NATO secretary-general Anders Fogh Rasmussen has called for the alliance to expand cooperation with Israel. Israel has been part of the Mediterranean dialogue with the North Atlantic Treaty Organization, which includes Arab states such as Tunisia and Egypt, since 1994. But there have been recent calls for NATO to deepen the relationship still further by accepting Israel as a member.

Rasmussen told the annual Herzliya conference that Israel had been one of the dialogue’s “most dynamic participants” but saw room for improvement in terms of the expanding the existing range of activities and the intensity of discussions. He identified civil emergency planning, military to military contacts and cooperation in the fight against terrorism.

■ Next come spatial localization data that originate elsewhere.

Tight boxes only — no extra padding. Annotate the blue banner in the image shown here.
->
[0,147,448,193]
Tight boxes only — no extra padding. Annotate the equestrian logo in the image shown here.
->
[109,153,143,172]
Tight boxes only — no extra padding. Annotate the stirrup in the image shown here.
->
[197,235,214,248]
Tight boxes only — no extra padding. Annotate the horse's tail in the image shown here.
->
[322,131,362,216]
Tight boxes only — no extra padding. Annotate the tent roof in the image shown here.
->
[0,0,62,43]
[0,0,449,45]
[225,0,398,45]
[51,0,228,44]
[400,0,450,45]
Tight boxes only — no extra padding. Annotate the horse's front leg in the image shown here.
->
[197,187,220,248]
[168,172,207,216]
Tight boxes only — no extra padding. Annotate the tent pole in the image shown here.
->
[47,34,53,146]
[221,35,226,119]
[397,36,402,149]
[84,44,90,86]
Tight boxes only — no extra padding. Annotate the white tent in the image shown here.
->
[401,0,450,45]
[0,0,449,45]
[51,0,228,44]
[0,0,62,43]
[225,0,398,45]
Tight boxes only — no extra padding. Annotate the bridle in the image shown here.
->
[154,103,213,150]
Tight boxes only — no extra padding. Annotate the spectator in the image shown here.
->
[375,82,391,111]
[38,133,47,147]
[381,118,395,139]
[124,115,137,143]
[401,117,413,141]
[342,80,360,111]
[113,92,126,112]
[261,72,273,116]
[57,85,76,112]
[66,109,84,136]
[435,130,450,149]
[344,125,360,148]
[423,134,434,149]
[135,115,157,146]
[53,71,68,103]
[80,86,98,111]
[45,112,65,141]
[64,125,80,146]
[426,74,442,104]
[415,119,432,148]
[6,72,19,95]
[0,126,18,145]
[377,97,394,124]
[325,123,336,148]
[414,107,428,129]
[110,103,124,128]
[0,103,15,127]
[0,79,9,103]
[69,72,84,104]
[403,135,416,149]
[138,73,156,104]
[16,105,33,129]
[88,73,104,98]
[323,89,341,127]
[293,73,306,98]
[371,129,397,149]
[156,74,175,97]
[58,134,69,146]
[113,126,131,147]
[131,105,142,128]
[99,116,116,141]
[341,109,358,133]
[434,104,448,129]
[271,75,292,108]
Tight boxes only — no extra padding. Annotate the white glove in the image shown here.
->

One Israeli general predicted at the same conference that in the future Israel would take part in military coalitions rather than fighting alone, which would represent a big change for the Israeli military. However other speakers ruled out any coalition fighting until the conflict with the Palestinians is resolved. The NATO secretary-general said that the lack of a peace settlement “constitutes a major impediment in addressing other issues in the region,” and undermined regional stability.

He stressed that NATO was prepared to get involved if there were a comprehensive peace settlement, if both Israelis and Palestinians requested assistance, and if the UN were to endorse possible NATO involvement. The Palestinian leadership has said it would agree to international peacekeepers to be deployed in a future Palestinian state.

The prospect of Israeli membership of NATO was raised by the president of the World Jewish Congress, Ronald Lauder, in a German newspaper on the eve of Rasmussen’s speech in Herzliya. Writing in Die Welt, Lauder said that Israel, the only democracy in the Middle East, deserves guarantees for its peace and security that NATO membership would provide.

Bruce Riedel, a former Central Intelligence Agency officer, in an article in the September-October 2010 edition of the National Interest in which he warned that an Israeli attack on Iran would be a “disaster in the making”, recommended that Israel should join NATO and benefit from its nuclear umbrella. Israel’s own nuclear weapons arsenal remains unacknowledged under the country’s official policy of opacity.

However western diplomats said the Israeli government has never officially broached the issue of membership which could be a double-edged sword for Israel. The Jewish state would see benefits from the protection of NATO’s Article 5 under which an attack on one member is seen as an attack on all, but would wish to maintain its operational freedom on security issues. It is far from certain that Israel would want to submit to NATO constraints linked to membership.

One diplomat said that there would also be resistance from inside NATO regarding possible Israeli membership. “The Turks would hit the roof,” the diplomat said.